M365 Assessment Tool for Alerts - Issue with authentication

[davcano]

Hello,
I try to use the M365 assessment tool for an audit on the alerts on my tenant and I have this issue with the permissions. I use an Interactive authentication with delegated permissions on an app. Permissions on my apps are:

It seems correct to me. Required permissions in the documentation are: Graph: Sites.Read.All, User.Read / SharePoint: AllSites.FullControl

Below the log:

2025-09-30 09:29:30.899 -04:00 [ERR] Error starting assessment job: Microsoft Graph service exception
HttpResponseCode: 403
Code: Forbidden
Message: Access to Site in Graph API requires the following permissions: Sites.Read.All or Sites.ReadWrite.All.

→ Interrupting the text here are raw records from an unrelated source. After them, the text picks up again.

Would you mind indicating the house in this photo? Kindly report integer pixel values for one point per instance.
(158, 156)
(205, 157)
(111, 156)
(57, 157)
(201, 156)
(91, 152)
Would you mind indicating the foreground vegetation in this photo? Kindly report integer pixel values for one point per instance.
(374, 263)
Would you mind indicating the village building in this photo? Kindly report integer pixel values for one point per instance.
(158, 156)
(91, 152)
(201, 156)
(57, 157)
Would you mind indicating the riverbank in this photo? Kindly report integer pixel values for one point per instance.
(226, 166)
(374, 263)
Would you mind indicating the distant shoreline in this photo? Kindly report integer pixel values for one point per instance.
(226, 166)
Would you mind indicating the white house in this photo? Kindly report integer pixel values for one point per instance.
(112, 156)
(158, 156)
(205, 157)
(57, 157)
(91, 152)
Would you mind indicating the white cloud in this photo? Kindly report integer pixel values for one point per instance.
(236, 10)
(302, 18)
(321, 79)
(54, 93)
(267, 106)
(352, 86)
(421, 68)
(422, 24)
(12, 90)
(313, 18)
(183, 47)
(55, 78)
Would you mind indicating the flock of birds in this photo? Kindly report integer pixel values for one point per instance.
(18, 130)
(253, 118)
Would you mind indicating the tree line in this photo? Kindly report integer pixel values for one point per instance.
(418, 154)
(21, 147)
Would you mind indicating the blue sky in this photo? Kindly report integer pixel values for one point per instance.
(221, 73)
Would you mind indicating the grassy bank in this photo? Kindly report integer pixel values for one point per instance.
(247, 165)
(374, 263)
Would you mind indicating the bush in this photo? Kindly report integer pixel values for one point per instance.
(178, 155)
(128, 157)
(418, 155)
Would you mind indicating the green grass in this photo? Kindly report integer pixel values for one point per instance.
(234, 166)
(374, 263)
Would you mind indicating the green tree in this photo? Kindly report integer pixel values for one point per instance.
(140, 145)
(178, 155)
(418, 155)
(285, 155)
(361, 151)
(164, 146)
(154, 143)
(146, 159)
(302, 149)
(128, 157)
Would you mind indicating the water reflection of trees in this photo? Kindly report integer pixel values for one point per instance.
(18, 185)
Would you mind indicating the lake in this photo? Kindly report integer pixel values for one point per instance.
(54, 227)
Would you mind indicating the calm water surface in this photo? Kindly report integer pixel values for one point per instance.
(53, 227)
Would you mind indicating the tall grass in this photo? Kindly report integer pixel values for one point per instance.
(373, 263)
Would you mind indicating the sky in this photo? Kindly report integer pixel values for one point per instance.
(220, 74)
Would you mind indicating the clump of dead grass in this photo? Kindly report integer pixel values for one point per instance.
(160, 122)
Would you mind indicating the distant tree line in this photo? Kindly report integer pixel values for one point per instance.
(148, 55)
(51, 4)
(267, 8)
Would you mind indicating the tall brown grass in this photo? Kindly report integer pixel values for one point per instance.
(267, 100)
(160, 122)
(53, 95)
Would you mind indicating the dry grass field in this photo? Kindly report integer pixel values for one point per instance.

However, the application only has the following permissions granted: Group.Read.All, User.ReadWrite.All
ClientRequestId: 
target: 
httpCode: 403

PnP.Core.MicrosoftGraphServiceException: Microsoft Graph service exception
   at PnP.Core.Services.BatchClient.ExecuteMicrosoftGraphInteractiveAsync(Batch batch)
   at PnP.Core.Services.BatchClient.ExecuteMicrosoftGraphBatchAsync(Batch batch)
   at PnP.Core.Services.BatchClient.ExecuteBatch(Batch batch)
   at PnP.Core.Model.BaseDataModel`1.RequestAsync(ApiCall apiCall, HttpMethod method, String operationName)
   at PnP.Core.Model.BaseDataModel`1.RawRequestAsync(ApiCall apiCall, HttpMethod method, String operationName)
   at PnP.Core.Admin.Model.SharePoint.SiteCollectionEnumerator.GetViaGraphSearchApiAsync(PnPContext context, VanityUrlOptions vanityUrlOptions, SiteCollectionFilter filter, Int32 pageSize)
   at PnP.Core.Admin.Model.SharePoint.SiteCollectionEnumerator.GetAsync(PnPContext context, VanityUrlOptions vanityUrlOptions, Boolean ignoreUserIsTenantAdmin, SiteCollectionFilter filter)
   at PnP.Core.Admin.Model.SharePoint.SiteCollectionManager.GetSiteCollectionsAsync(Boolean ignoreUserIsSharePointAdmin, SiteCollectionFilter filter, VanityUrlOptions vanityUrlOptions)
   at PnP.Scanning.Core.Services.SiteEnumerationManager.EnumerateSiteCollectionsToScanAsync(StartRequest start, AuthenticationManager authenticationManager, Action`1 feedback)
   at PnP.Scanning.Core.Services.Scanner.Start(StartRequest request, IServerStreamWriter`1 responseStream, ServerCallContext context)

Thanks for your help.

[jansenbe]

@davcano : since you've chosen for delegated permissions the assessment tool will only get access to the sites you as user can access with full control. If you're running the tool against other sites you'll get access denied.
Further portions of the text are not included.